The volume of trademark applications in China has consistently been growing in the past 15 years. This growth, together with the fact that China is a first-to-file trademark system, has led to the proliferation of so-called ‘pre-emptive trademark applications’, filed in bad faith. Bad faith refers to the filing of a trademark that the applicant knows to have been used and developed by another brand. This is done with the intention of making a profit out of it, by selling the trademark back to the brand. Until now, the law made it easy for the so called “professional squatters” to file such trademark applications. Under the current law, a few or no documents are required to file to prove its status or intention to use a mark in China. Sole individuals with no businesses can file hundreds of marks with no need to provide a copy of a business license or proof of business activities related to an intent to use.
In February 2019, China’s National Intellectual Property Administration (CNIPA) has published the draft on “Certain Provisions for Regulating Applications for Trademark Registration”.

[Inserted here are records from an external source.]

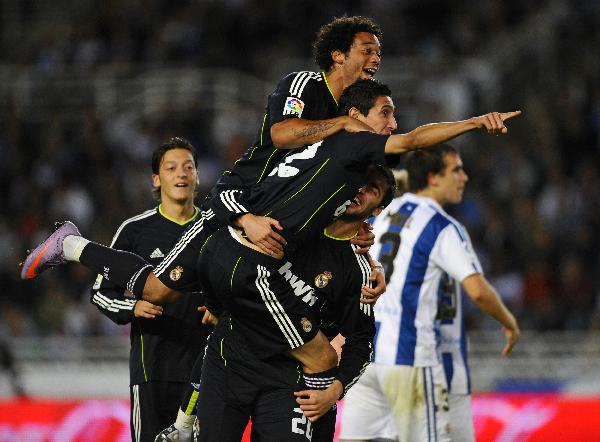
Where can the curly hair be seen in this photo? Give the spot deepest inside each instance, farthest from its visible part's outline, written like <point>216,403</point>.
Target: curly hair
<point>362,95</point>
<point>339,35</point>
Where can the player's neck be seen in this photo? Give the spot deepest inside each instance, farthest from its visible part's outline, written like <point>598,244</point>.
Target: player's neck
<point>340,229</point>
<point>335,82</point>
<point>430,193</point>
<point>177,211</point>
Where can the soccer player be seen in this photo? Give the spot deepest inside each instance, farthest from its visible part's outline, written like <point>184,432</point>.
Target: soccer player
<point>327,275</point>
<point>426,254</point>
<point>365,100</point>
<point>165,341</point>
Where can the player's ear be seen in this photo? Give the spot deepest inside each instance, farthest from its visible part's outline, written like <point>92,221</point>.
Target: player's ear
<point>432,179</point>
<point>338,56</point>
<point>377,211</point>
<point>156,180</point>
<point>354,112</point>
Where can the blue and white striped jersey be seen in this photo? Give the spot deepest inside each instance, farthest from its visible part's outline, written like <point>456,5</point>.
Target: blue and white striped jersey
<point>420,247</point>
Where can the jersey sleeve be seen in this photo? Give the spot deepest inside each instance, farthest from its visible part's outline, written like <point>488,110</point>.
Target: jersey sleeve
<point>229,204</point>
<point>113,301</point>
<point>454,253</point>
<point>298,95</point>
<point>356,323</point>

The goal is to improve the trademark laws to tackle “abnormal registrations.” This term is used to describe bad-faith filings. The CNIPA has taken steps to identify the behaviors resulting in “abnormal” trademark applications, to define the legal basis to curb them based on existing laws and regulations. The applicant filing for the registration of a trademark will have to prove that he or she runs an actual business and has a business need for such a registration. Also, to ensure concrete implementation of the above provisions, the draft further provides that the applicant shall be required to submit relevant evidence and explain the reasons for his or her application.
Art. 3 sets out “typical” scenarios in which a trademark application would be deemed “abnormal”.

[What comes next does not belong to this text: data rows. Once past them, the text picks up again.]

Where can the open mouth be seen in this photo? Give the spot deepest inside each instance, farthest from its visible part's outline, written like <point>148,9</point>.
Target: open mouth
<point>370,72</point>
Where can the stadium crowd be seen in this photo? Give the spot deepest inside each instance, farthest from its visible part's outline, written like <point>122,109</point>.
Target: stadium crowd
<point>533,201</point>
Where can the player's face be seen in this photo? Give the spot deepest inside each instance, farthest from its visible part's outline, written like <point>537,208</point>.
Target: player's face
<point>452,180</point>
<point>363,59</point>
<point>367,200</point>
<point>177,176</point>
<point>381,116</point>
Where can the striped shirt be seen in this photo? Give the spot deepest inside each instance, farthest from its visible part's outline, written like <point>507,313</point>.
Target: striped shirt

- Article 3(1), prohibits the registration of a trademark “familiar to the relevant public.”
- Article 3(5) prohibits the application of “a large number of trademark applications within a short period of time that obviously exceeds the reasonable limit.”
- Article 3(6), prohibits the registration of a trademark “without genuine intention to use.” As always, some sort of guidance is required to define the vague terms. Article 4 sets out the legal consequences of “abnormal” trademark applications.

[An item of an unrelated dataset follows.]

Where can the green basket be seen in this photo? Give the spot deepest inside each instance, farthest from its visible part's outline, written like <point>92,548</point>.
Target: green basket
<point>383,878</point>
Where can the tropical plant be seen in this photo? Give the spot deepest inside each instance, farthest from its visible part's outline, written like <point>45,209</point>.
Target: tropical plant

If implemented, the draft will allow examiners to identify abnormal applications and to start a verification process if they receive reports of abnormal filings by third parties. Any abnormal applications may be published on CNIPA website as well as China Intellectual Property News, a Beijing-based newspaper, and the applicant may face other punishments administered by related authorities.
Considering the difficulties China already encounters in dealing with the huge number of yearly filings, the success of this legislative initiative will depend a lot on how effectively the provisions will be implemented and interpreted in order to reduce the amount of abnormal applications filed in China.